Donald Trump, the seller of dreams
Op-ed: The US president used his Mideast visit to sell stuff—and he was very successful. He turned Saudi King Salman into his personal hero, and offered the Israelis sympathy. The Palestinians didn’t even get a right to self-determination, but Trump is such a good salesman that even they are satisfied.
Like at the end of an evening with too much alcohol, US President Donald Trump took off and left behind a deep feeling of emptiness. All we are left with are the memories, and they too are fading away.
Yes, there was a Zionist and pro-Israel speech at the museum, in front of the elite of the current Israeli government. It was so pleasant, that when Prime Minister Benjamin Netanyahu stood up and applauded the president in the middle of his speech, he felt it wasn’t enough and added an enthusiastic clenched fist gesture as well.
The power of speech, however, was in the things the American president didn’t say: He didn’t speak about two states for two people, didn’t discuss the Palestinians' right to self-determination, avoided any mention of a territorial compromise and reiterated the American commitment (from the George W. Bush and Barack Obama eras) that Iran would not obtain a nuclear weapon.
On the other hand, there was no deep recognition of the Jewish people and State of Israel’s historical connection to Jerusalem either. There was definitely no declaration of Jerusalem as Israel’s capital, and mum’s the word when it comes to the chance that Trump would move the US embassy to the capital. It’s perfectly clear that storming the hills and building in all parts of Judea and Samaria is out of the question as far as the Trump administration is concerned.
The Palestinians were satisfied. When Trump took office, they were told by the Israeli right-wing that the American embassy would soon be moved to the Old City and that Yitzhar would be annexed—and voila, the dream has evaporated. The Israelis were thrilled: Finally, a president who loves us and doesn’t preach and only talks about the Israeli children who run into shelters, without saying a word about Palestinian children, like that party pooper Obama.
Anyone who is familiar with the Trump empire’s business model knows that its core business is sales. Trump sells a dream, a brand he worked on his entire adult life.

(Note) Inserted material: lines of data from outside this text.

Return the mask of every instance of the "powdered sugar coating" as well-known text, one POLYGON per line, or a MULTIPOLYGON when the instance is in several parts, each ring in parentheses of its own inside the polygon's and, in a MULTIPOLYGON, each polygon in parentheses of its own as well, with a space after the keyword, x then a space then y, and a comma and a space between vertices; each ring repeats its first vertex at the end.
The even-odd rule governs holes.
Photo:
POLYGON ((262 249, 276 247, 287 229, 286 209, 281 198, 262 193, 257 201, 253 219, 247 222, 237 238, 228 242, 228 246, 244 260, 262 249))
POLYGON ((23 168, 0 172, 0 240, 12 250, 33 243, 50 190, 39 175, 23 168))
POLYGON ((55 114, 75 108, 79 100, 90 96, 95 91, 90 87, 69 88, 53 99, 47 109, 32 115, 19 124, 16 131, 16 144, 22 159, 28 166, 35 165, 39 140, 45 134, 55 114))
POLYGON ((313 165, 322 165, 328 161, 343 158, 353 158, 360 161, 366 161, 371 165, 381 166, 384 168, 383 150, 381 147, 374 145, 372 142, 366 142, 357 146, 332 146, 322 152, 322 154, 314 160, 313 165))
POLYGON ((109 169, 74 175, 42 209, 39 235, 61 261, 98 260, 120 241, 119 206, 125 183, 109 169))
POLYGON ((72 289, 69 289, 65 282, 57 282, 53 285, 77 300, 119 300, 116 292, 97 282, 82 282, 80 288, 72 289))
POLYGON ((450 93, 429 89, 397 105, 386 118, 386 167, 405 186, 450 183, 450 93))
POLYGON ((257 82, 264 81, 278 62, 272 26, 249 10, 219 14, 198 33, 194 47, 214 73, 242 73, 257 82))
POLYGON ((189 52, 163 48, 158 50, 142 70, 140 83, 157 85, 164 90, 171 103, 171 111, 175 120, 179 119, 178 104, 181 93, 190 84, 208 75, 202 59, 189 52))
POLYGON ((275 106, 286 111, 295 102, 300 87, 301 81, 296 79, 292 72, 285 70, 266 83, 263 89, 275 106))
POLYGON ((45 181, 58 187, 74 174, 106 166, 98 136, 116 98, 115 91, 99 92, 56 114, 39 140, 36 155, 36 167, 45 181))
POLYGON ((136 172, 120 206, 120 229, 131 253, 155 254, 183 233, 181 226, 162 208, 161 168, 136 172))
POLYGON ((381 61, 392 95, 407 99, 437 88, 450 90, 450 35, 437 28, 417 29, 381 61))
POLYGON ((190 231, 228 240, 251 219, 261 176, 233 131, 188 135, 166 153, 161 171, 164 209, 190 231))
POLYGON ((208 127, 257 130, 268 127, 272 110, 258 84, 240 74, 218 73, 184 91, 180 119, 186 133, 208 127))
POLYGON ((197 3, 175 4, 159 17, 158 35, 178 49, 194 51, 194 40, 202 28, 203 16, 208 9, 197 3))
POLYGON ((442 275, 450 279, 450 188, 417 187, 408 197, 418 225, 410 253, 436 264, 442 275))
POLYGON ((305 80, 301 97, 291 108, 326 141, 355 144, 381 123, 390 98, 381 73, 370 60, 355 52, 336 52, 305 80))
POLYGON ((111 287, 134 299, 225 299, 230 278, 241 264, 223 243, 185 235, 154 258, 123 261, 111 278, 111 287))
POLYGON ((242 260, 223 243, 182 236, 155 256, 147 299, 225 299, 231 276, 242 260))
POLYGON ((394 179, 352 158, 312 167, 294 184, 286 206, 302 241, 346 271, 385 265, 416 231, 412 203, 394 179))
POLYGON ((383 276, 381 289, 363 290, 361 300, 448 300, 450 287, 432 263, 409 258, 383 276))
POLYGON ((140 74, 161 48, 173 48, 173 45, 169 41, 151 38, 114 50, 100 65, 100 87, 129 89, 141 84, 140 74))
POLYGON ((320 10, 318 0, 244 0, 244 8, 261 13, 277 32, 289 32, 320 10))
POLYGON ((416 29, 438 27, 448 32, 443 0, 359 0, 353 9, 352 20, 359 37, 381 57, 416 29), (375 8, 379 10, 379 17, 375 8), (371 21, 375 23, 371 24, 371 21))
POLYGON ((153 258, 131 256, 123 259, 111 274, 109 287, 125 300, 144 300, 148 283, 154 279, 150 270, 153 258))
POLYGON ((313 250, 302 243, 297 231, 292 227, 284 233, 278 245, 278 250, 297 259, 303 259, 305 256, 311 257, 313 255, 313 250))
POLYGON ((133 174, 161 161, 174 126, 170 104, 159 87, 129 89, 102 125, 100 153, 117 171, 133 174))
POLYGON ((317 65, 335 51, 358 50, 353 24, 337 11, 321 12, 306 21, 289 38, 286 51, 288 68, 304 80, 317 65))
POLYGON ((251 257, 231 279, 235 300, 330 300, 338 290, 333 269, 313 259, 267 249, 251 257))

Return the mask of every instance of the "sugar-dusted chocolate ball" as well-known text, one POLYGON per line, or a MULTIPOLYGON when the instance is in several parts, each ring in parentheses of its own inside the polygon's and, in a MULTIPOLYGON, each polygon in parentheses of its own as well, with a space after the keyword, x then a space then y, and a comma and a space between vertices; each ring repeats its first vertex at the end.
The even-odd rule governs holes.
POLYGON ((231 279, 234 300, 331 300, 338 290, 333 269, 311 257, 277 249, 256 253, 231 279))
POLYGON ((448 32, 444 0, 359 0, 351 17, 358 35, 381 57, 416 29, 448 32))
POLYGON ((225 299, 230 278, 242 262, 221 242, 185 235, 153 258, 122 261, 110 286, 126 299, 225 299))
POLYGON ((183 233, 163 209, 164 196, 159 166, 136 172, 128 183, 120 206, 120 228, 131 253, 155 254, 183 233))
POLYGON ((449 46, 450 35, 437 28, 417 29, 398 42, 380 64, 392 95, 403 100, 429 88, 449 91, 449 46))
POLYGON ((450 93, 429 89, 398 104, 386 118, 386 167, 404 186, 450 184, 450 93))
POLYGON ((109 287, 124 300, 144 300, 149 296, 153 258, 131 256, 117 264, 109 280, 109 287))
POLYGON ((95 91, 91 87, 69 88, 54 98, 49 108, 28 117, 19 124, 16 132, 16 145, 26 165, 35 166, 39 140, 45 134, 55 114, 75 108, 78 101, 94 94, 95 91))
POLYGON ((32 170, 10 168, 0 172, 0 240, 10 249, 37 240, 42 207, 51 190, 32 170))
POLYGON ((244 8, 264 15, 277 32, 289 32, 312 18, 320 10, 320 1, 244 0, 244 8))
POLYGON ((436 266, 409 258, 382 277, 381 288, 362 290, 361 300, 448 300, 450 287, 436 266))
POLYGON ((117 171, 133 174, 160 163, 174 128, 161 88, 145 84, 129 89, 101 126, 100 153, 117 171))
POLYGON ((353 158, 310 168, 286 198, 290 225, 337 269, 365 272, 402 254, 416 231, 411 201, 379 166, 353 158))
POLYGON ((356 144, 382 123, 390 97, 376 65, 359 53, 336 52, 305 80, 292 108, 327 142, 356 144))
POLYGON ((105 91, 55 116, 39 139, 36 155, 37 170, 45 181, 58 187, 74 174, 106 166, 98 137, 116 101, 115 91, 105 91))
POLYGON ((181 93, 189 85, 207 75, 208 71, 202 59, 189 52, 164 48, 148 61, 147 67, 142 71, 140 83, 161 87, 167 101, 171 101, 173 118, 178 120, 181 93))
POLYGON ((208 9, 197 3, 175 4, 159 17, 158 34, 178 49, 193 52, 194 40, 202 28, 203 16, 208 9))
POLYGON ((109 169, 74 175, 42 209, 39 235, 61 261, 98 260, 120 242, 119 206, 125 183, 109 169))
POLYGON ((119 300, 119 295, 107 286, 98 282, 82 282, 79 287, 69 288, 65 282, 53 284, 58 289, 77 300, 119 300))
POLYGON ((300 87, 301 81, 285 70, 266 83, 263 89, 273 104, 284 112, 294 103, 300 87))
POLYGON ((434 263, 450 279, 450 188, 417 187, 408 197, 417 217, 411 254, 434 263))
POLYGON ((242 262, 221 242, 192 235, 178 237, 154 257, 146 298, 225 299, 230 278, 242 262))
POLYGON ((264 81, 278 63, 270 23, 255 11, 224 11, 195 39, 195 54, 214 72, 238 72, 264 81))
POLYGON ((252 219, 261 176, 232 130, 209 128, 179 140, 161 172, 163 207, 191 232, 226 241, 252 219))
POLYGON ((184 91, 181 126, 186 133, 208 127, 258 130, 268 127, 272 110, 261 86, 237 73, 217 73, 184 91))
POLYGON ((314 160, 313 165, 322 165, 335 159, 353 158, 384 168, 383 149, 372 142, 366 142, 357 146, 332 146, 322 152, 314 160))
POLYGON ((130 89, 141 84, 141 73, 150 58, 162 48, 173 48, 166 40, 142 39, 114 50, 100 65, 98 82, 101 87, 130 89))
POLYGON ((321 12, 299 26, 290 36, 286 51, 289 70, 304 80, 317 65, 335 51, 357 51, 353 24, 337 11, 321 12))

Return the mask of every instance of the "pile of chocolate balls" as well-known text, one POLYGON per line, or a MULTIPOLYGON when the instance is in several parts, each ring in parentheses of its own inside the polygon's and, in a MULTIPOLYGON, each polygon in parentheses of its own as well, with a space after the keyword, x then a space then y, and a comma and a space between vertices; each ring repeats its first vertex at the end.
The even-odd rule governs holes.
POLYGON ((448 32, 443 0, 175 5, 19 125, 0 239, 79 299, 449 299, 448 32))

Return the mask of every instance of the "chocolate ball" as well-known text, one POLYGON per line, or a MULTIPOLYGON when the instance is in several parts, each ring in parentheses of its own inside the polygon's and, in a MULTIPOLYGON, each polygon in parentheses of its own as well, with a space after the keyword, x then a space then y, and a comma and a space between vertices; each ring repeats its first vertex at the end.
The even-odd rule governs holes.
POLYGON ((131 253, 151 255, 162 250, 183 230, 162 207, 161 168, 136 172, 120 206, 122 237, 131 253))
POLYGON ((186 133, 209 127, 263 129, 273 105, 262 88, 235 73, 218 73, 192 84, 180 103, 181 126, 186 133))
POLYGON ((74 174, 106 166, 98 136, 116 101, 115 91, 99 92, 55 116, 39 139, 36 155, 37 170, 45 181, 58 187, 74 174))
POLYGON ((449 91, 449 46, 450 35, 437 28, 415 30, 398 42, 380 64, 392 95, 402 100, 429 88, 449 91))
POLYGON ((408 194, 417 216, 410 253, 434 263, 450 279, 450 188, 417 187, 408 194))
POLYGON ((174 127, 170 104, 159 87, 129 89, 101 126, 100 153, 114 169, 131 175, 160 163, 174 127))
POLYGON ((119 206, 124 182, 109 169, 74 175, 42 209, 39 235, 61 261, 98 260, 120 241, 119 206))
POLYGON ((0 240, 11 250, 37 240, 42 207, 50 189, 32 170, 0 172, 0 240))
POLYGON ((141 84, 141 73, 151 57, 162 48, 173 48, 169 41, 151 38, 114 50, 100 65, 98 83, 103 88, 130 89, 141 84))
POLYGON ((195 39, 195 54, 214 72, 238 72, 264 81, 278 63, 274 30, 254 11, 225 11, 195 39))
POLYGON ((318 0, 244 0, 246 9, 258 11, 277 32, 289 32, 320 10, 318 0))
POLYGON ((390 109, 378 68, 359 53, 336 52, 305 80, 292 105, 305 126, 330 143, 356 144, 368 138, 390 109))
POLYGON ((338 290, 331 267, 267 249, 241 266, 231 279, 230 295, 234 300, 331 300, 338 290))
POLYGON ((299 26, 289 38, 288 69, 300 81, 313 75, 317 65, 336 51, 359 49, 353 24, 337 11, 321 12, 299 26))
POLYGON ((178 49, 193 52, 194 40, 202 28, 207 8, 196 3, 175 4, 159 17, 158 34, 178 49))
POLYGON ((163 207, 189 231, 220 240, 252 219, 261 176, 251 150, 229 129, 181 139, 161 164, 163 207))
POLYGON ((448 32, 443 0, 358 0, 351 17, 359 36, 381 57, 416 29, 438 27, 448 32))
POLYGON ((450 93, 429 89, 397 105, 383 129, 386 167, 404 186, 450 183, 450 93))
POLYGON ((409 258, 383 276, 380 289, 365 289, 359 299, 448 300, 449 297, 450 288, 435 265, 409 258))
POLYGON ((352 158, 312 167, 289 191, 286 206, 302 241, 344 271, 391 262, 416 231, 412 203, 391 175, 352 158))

From a golden penthouse to eating a Big Mac on a private plane, the American president has dedicated his life to building an image and then making profits out of it: Franchises and management of holiday resorts, golf, steaks and apartments.
In his visit to the Middle East, Trump sold and sold—and very successfully. Saudi King Salman became the American president’s personal hero. He is mentioned in every meeting and speech thanks to his supreme wisdom and intelligence, along with a promise to heat up the Iranian front. Music to Riyadh’s ears. And Trump? He won contracts of more than $100 billion.
The Israelis received a lot of warmth for Netanyahu, sympathy towards the Israeli situation and an important visit to the Western Wall. Through his visit to the region, Trump dealt with the deep animosity in his political base in America towards Saudi Arabia and the Saudis. The Palestinians got the least, not even a right to self-determination. That’s the way it is in business. They are the smallest and weakest creatures. But Trump is such a good salesman, that even they are satisfied.
There is a huge gap between sales and life itself. Real negotiations require a firm desire on both sides, a willingness to take political risks, imagination and resourcefulness. If you think Netanyahu and Palestinian President Abbas have been endowed with these qualities, you’re welcome to be optimistic.
And there’s Trump. Remember that the audience which greeted him at the Israel Museum on Tuesday admired George W. Bush as well. For his determination to bring democracy to the Middle East, for his decision to invade Iran. They were completely in love with Bush, turning a blind eye to the fact that Israel paid the price in the Palestinian Authority elections in which Hamas rose to power, in Iraq’s disintegration, in laying the foundations for the Arab Spring and in the emergence of the Islamic State.
A more cautious Israel would have warned Trump that the Saudi sword dance with Iran could drag him into a war, complicate the Syrian situation and fail to lead to real battle against the radicals. But it’s hard to restrain Trump, and a cautious Israel is nowhere to be found anyway.
Nadav Eyal is Channel 10's chief international correspondent.